John (Jack) Hadley Nicanor Hemingway werd geboren op 10 oktober 1923, in Toronto. De moeder van Jack, Hadley, bracht de baby lachend ter wereld, wat niets te maken had met de grapjes van de vroedvrouw, maar met het feit dat Hadley misschien iets te veel lachgas (Dinitrogen Monoxide) had gekregen om de pijn te verzachten. In een brief aan Gertrude Stein (die Jacks peettante werd) zei Hemingway een dag of twee later: “Hadley zegt dat het hele bevallingsgebeuren zwaar overgewaardeerd is.”

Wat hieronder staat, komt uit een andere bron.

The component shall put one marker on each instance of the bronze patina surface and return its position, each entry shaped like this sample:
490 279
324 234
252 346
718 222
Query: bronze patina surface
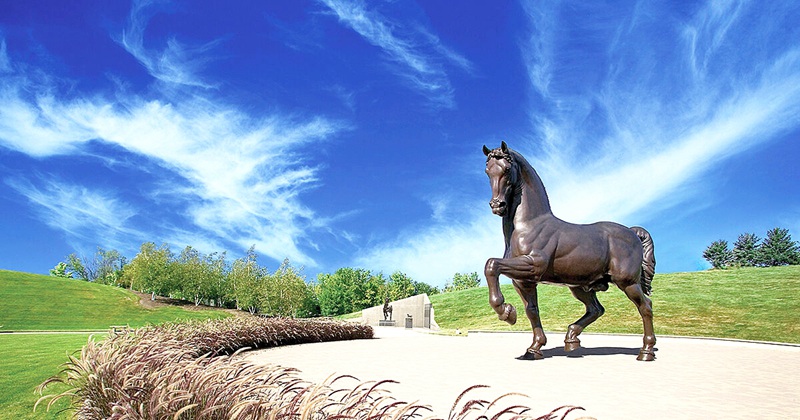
541 248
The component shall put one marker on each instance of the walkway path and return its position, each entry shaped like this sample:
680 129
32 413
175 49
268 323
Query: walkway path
691 378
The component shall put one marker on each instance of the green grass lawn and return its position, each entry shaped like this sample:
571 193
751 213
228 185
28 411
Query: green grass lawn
28 360
746 303
35 302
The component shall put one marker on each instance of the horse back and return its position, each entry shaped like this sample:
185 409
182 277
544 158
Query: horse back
587 253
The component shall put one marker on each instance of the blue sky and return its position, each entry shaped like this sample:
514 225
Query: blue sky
348 133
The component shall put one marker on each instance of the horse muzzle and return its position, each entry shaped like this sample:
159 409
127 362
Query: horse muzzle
498 206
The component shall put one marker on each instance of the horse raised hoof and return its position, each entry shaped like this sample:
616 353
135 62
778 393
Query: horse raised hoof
572 344
509 314
532 355
646 355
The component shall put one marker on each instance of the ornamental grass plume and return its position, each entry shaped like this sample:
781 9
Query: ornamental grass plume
194 371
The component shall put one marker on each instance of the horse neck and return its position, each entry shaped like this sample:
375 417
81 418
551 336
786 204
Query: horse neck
530 200
533 200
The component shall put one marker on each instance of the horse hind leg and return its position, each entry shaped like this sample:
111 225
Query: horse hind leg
645 307
594 310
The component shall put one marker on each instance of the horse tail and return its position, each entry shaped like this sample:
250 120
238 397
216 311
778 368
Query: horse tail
648 260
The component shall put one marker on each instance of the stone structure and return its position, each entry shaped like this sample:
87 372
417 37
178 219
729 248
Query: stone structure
419 307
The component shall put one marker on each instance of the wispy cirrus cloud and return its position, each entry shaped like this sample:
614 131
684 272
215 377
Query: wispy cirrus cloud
222 174
81 213
628 114
175 64
418 55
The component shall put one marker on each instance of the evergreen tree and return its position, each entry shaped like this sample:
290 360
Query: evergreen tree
718 254
746 250
779 249
462 281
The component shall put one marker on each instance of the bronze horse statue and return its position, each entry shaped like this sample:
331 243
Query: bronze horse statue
541 248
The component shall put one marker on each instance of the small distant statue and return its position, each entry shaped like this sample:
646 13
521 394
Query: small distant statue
387 310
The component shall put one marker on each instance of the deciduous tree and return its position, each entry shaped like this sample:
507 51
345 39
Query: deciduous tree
778 248
718 254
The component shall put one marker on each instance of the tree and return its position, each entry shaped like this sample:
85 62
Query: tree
60 270
348 290
745 250
718 254
151 270
105 267
76 267
425 288
463 282
779 249
285 292
399 286
246 282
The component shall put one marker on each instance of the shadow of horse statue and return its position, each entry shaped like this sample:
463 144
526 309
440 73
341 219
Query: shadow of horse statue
541 248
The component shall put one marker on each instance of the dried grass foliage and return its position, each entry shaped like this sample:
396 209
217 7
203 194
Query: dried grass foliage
193 371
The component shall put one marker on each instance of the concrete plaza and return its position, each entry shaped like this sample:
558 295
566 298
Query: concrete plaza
690 379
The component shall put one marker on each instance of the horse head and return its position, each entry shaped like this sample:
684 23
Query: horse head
503 175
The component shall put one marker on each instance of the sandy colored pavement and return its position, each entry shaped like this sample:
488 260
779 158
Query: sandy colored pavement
690 379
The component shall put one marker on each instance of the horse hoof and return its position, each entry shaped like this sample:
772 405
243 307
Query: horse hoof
509 314
572 345
532 355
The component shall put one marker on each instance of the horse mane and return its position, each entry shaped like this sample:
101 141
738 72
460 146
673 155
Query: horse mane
535 181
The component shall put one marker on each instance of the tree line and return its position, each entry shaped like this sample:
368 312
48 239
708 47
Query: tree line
244 284
777 248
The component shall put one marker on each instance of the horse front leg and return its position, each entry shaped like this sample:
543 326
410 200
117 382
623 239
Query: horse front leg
529 296
523 267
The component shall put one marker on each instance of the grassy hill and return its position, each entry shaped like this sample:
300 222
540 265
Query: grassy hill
35 302
746 303
31 302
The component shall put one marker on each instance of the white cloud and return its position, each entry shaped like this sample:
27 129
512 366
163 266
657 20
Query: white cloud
5 62
240 176
81 213
659 139
177 63
416 53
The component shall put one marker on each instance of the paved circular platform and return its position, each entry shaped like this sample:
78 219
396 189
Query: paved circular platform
690 379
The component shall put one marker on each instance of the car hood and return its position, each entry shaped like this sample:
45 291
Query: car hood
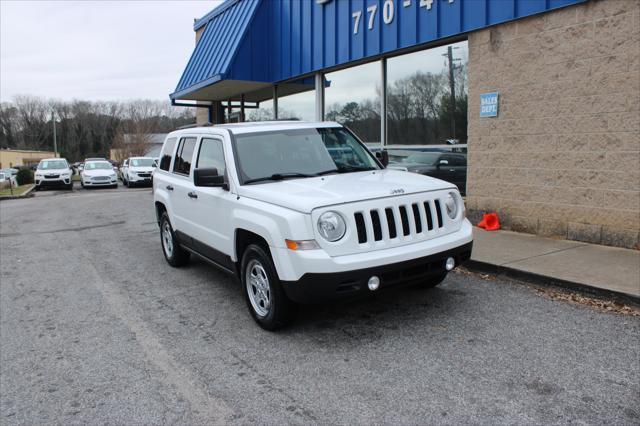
306 194
99 172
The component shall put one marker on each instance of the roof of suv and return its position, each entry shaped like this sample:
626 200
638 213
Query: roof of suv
259 126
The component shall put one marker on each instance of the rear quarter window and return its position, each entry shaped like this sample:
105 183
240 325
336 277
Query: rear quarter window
167 153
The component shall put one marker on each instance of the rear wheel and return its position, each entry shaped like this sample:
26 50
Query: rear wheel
175 255
267 303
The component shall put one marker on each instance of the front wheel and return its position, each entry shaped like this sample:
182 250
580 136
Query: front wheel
175 255
267 303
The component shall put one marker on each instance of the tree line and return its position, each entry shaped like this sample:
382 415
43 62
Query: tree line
418 110
83 128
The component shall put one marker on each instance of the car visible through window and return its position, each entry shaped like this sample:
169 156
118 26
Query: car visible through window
141 162
298 153
184 154
211 155
167 154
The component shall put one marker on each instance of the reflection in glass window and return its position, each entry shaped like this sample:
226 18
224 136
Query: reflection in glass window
297 100
419 97
263 113
352 98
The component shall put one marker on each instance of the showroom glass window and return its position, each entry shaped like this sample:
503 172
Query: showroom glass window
297 100
419 97
352 98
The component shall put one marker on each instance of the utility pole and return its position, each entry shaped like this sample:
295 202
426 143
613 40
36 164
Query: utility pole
55 142
452 85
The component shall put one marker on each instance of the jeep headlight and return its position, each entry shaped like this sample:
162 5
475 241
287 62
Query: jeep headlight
331 226
451 204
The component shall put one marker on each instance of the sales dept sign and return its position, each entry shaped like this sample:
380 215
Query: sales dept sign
489 104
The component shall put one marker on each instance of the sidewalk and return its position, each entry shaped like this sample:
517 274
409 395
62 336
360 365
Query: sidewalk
587 267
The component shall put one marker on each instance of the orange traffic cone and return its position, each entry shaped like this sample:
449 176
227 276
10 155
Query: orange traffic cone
490 222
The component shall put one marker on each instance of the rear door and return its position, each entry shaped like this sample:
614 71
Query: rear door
181 185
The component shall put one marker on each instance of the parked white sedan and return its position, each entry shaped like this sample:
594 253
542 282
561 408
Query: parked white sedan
138 171
98 173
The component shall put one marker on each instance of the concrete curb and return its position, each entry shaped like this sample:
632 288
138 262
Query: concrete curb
533 278
26 194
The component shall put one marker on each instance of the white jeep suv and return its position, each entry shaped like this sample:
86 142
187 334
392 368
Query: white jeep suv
301 213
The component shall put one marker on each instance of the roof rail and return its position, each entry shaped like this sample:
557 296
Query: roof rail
190 126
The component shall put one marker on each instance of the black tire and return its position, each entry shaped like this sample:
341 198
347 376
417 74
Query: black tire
433 281
280 311
175 255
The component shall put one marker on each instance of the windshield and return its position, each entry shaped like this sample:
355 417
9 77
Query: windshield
53 165
423 158
98 165
300 153
141 162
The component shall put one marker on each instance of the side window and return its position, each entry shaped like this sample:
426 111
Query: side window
211 155
456 160
167 153
184 155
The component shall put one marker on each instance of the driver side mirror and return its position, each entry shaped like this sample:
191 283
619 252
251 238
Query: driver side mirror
209 177
383 157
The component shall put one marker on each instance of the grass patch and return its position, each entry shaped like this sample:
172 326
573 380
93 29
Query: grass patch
16 191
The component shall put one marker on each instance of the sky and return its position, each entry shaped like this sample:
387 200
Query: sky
96 50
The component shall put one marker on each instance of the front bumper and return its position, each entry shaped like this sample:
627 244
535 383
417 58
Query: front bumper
109 182
41 183
140 180
320 287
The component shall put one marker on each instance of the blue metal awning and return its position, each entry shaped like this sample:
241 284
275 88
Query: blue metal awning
211 60
248 45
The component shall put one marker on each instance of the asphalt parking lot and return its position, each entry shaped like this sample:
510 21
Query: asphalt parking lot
97 328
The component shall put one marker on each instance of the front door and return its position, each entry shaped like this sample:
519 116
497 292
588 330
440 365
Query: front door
209 219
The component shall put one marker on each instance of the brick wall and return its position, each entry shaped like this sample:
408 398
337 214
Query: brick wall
563 156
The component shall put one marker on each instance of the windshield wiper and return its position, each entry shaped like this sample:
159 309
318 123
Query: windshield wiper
278 176
326 172
349 169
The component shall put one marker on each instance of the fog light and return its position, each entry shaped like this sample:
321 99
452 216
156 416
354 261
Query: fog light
450 263
374 283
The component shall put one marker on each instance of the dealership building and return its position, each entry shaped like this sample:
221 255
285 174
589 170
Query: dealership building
542 95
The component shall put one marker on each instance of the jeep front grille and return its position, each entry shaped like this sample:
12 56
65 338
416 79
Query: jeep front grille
391 222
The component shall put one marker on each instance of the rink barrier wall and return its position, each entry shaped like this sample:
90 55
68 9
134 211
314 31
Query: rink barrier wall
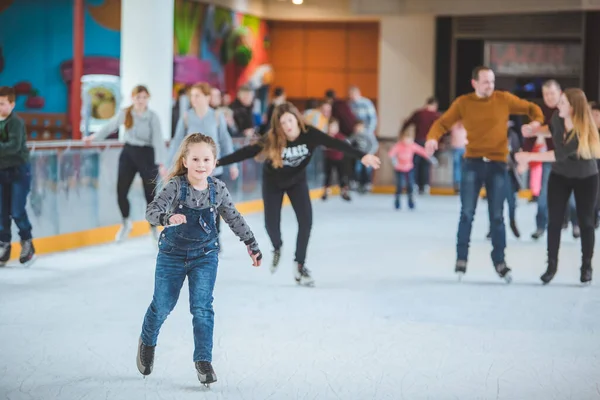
106 234
73 204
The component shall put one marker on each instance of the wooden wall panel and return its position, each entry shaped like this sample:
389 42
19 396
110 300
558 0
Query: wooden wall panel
363 49
319 81
293 80
326 49
366 82
311 57
287 48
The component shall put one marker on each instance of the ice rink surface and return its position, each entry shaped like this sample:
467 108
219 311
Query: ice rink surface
387 318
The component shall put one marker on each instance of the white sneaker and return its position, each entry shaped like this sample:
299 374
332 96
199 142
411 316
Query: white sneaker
124 231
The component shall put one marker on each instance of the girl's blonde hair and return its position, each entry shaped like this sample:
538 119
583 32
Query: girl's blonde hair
128 116
178 169
276 140
203 87
407 133
584 127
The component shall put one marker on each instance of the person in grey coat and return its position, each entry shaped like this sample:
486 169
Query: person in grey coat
201 118
144 152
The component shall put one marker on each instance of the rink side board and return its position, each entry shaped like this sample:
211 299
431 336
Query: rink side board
106 234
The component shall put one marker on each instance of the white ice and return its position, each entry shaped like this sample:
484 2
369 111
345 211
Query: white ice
386 320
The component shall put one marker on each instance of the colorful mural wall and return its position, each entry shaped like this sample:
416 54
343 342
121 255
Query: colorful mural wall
211 44
219 46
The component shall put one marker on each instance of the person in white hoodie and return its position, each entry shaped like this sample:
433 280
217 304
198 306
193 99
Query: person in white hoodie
144 152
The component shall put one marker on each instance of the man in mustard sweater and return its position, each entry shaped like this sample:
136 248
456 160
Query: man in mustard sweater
485 114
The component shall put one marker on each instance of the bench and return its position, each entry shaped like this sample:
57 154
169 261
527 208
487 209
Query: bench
46 126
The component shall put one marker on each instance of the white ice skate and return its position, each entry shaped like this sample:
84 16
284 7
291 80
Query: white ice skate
302 276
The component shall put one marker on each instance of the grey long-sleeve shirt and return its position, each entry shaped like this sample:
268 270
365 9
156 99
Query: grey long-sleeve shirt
144 132
213 124
161 208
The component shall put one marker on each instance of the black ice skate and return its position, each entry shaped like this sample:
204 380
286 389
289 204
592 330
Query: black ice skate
550 272
302 276
276 259
27 256
145 358
503 272
206 373
586 273
514 228
537 234
460 268
4 253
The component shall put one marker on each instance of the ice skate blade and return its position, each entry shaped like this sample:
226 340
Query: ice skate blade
306 284
29 263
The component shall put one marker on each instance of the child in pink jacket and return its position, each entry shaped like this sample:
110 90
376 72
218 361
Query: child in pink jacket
402 155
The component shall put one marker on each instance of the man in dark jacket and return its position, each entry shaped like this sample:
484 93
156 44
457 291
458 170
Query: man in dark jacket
15 179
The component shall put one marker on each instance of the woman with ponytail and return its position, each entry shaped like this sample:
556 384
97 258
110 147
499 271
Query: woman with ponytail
144 152
574 170
286 150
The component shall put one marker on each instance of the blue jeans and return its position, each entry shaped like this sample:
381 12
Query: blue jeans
15 184
421 169
405 180
475 174
187 250
457 162
173 265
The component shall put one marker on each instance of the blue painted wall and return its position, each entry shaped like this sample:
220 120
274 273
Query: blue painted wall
36 36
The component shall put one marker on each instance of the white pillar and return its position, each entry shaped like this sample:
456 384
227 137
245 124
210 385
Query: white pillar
406 68
147 54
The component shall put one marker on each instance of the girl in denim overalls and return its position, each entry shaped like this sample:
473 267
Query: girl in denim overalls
188 247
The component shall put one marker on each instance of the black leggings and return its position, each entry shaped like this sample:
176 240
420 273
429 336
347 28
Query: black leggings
133 160
559 191
340 167
300 199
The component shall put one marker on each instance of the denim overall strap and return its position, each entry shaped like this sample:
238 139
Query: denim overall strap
183 189
211 192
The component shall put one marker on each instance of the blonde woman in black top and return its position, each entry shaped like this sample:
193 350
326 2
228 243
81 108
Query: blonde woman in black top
574 170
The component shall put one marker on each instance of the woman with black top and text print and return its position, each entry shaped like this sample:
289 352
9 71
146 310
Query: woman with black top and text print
287 149
144 152
574 170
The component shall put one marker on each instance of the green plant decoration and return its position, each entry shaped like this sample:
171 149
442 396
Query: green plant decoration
242 55
251 22
188 16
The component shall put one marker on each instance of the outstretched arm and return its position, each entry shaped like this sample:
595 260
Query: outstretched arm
242 154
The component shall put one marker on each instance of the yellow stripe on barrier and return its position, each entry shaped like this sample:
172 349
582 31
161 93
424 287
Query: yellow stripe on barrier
441 191
106 234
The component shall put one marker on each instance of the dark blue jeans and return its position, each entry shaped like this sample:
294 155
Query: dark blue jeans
15 184
405 180
421 169
457 161
475 174
173 265
541 217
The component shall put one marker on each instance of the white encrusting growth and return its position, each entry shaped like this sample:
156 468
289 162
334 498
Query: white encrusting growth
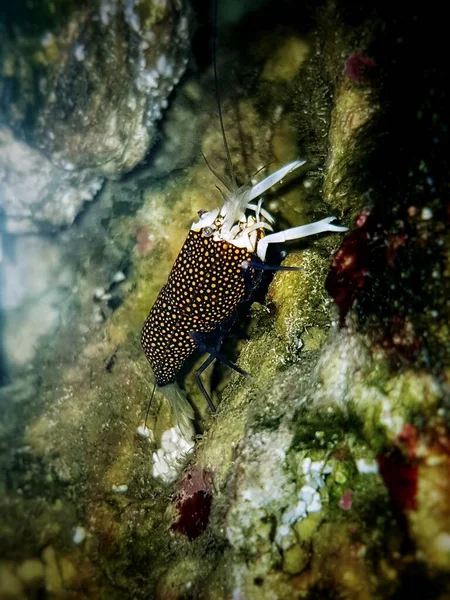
170 458
296 233
367 467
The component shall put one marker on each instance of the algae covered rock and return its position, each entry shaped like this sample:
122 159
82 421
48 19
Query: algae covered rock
325 474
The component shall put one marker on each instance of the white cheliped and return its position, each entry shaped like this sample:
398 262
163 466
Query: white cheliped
231 224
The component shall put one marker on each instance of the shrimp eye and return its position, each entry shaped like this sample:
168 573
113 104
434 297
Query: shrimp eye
207 231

Jack Hemingway bracht zijn eerste jaren door in het wervelende, door ex-pats geteisterde Parijs van de jaren twintig, met heerlijke vakanties in de Oostenrijkse Alpen, waar Hadley en Ernest waarschijnlijk het gelukkigst waren. Om een echt gevoel van die jaren te krijgen, lees Hemingway’s A Moveable Feast nog eens, met onder meer deze beschrijving van Hemingway die met de trein aankomt om zich bij Hadley en Jack te voegen:
” Toen ik mijn vrouw weer zag staan bij het spoor toen de trein binnenkwam bij de opgestapelde boomstammen bij het station, wenste ik dat ik was gestorven voordat ik ooit van iemand anders had gehouden dan van haar. Ze glimlachte, de zon op haar mooie gezicht gebruind door de sneeuw en de zon, prachtig gebouwd, haar rode haar goud in de zon, de hele winter onhandig en prachtig uitgegroeid, en Mr Bumby stond bij haar, blond en mollig en met winterwangen eruitziend als een goede Vorarlbergse jongen.
” ‘Oh Tatie,’ zei ze, toen ik haar in mijn armen hield, ‘je bent terug en je hebt zo’n fijne geslaagde reis gemaakt. Ik hou van je en we hebben je zo gemist.'”
Op de treinreis had Hemingway al besloten Hadley, en Jack, te verlaten.
Jack was vijf toen zijn ouders scheidden, en werd vrijwel onmiddellijk naar een kostschool gestuurd, omdat Hemingway en Pauline Pfeiffer een nieuw gezin stichtten, en zag zijn vader alleen tijdens de zomervakanties. Toen de jongen opgroeide ging hij vaak samen met zijn vader vissen. Hemingway leerde zijn zoon ook boksen. Als Hemingway het te druk had om tijd met Jack door te brengen, stuurde hij de jongen naar een dude ranch in Montana, met de belofte geweer- en pistoolmunitie mee te nemen, voor als ze elkaar aan het eind van de zomer weer ontmoetten voor de jacht.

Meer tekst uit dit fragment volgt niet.